Peter Watson and Massimo Campigli

When the Ensatzstab Reichsleiter Rosenberg (ERR) raided Watson’s flat at 44 Rue du Bac on 9th December 1940, one of the pictures that subsequently found its way to the repository of stolen art at the Jeu de Paume was by Campigli. The Germans gave it the title “Ruckenfigur einer Frau und zwei Akte”. It was an oil on canvas from 1928. It was one of a number of Watson’s pictures which found its way onto the famous last train of looted goods which attempted to leave Paris in August 1944 on its way to Germany, but which never left Paris because of the delaying activities of the French as the Allies approached to liberate the City. As a result the Allies captured the train and all its contents and Watson got his share back in December 1945.
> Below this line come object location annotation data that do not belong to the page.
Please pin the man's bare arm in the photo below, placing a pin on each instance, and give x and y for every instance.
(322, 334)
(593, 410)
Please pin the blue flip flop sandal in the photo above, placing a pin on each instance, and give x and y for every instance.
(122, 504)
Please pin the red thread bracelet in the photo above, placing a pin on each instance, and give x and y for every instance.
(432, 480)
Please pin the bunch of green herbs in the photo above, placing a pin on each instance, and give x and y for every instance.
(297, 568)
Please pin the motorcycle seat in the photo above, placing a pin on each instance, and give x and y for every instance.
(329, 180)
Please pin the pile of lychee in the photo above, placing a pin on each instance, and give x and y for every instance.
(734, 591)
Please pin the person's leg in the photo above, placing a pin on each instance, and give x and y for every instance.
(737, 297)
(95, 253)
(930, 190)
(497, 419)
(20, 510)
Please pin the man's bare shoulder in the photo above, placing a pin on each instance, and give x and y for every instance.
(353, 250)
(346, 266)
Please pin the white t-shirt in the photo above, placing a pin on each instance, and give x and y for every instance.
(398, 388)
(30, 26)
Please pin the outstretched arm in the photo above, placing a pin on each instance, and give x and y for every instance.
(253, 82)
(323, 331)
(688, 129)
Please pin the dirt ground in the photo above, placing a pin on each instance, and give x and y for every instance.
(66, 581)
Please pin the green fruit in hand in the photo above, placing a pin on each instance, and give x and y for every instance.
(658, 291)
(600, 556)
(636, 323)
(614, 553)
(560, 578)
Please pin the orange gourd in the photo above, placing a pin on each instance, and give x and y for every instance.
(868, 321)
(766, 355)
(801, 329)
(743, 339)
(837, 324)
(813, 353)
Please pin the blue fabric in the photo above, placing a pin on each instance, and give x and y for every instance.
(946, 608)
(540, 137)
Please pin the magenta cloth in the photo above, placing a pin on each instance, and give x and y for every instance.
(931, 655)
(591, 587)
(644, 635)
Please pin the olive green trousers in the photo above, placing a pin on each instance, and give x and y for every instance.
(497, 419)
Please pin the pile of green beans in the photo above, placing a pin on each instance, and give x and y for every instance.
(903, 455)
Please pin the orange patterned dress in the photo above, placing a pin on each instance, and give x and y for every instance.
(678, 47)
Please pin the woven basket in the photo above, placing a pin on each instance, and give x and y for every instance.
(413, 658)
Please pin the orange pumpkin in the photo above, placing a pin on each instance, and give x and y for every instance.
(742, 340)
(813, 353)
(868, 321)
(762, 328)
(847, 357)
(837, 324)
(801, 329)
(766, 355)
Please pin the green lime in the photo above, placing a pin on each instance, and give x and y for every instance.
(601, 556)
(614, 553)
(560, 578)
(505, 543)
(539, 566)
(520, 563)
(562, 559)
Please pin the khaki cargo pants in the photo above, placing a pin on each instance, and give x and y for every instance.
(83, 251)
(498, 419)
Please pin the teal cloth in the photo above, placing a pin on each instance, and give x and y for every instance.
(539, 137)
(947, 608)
In Venice recently I was reminded of this when I saw my first picture by Campigli. I suspect there are not many in English collections, apart from the great Estorick Collection of Italian Art in Islington. He was born in Berlin in 1895 with the name Max Ihlenfeldt, but is treated as an Italian artist as he moved to Florence at an early age and then to Paris. He died in 1971.

Did Watson know him in Paris? He almost certainly bought his picture there, between 1928 and 1939. Campigli’s first wife was Rumanian. Was there a link with Sherban Sidery, whom Watson left looking after his flat at the beginning of the War and who was also a Paris-based Rumanian?